In the present paper, we have shown that any component \( S_{{{\hat{\mathbf{n}}}}} = {\mathbf{S}} \cdot {\hat{\mathbf{n}}} \) of atomic spin operator \( {\mathbf{S}} \) along unit vector \( {\hat{\mathbf{n}}} \) except transverse spin component is squeezed for spin coherent state \( \left| {S,S ,{\hat{\mathbf{n}}}_{ 0} } \right\rangle \) for given unit vector \( {\hat{\mathbf{n}}}_{0} \), defined by \( ({\mathbf{S}} \cdot {\mathbf{S}} )\left| {S,S,{\hat{\mathbf{n}}}_{\text{0}} } \right\rangle = S(S + 1 )\left| {S,S,{\hat{\mathbf{n}}}_{\text{0}} } \right\rangle \) and \( S_{{{\hat{\mathbf{n}}}_{\text{0}} }} \left| {S,S,{\hat{\mathbf{n}}}_{\text{0}} } \right\rangle = S\left| {S ,S ,{\hat{\mathbf{n}}}_{\text{0}} } \right\rangle \), for \( {\hat{\mathbf{n}}} \, \cdot \, {\hat{\mathbf{n}}}_{\text{0}} \, \ne \, 0 \), as per the Prakash and Kumar criterion (J Opt B Quantum Semiclass Opt 7:S757, 2005) obtained by generalization of Walls and Zoller (Phys Rev Lett 47:709, 1981) definition of atomic squeezing.
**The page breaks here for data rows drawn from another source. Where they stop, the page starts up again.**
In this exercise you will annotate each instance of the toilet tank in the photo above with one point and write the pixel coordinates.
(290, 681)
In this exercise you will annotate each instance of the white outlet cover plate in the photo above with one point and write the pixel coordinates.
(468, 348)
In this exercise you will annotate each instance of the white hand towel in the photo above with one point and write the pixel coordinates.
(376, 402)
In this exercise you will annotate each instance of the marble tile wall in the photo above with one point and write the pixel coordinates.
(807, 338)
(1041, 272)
We have obtained perfect squeezing for longitudinal spin component in spin coherent state.

在本文中，我们证明了任何成分\（S _ {{{\ hat {\ mathbf {n}}}}} = {\ mathbf {S}} \ cdot {\ hat {\ mathbf {n}}}沿着单位向量\（{\ hat {\ mathbf {n}}} \）的原子自旋算符\（{\ mathbf {S}} \）的\）除外，将横向自旋分量压缩为自旋相干态\（\ left |给定单位向量的{S，S，{\ hat {\ hatbf {n}}} _ {0}} \ right \ rangle \）\（{\ hat {\ mathbf {n}}} _ {0} \），由\（（{{mathbf {S}} \ cdot {\ mathbf {S}}}）\ left | {S，S，{\ hat {\ mathbf {n}}} __ {\ text {0}}定义} \ right \ rangle = S（S + 1）\ left | {S，S，{\ hat {\ mathbf {n}}} _ {\ text {0}}} \ right \ rangle \）和\（S _ {{{\ hat {\ mathbf {n}}} _ {\ text {0}}}} \ left | {S，S，{\ hat {\ mathbf {n}}} __ \ text { 0}}}} \ right \ rangle = S \ left | {S，S，{\ hat {\ mathbf {n}}} _ {\ text {0}}} \ right \ rangle \）为\（{根据Prakash和Kumar，帽子{\ mathbf {n}}} \，\ cdot \，{\ hat {\ mathbf {n}}} _ {\ text {0}} \，\ ne \，0 \）通过对Walls and Zoller（Phys Rev Lett 47：709，1981）的定义的一般化获得的标准（J Opt B Quantum Semiclass Opt 7：S757，2005）。我们已经获得了自旋相干状态下纵向自旋分量的完美压缩。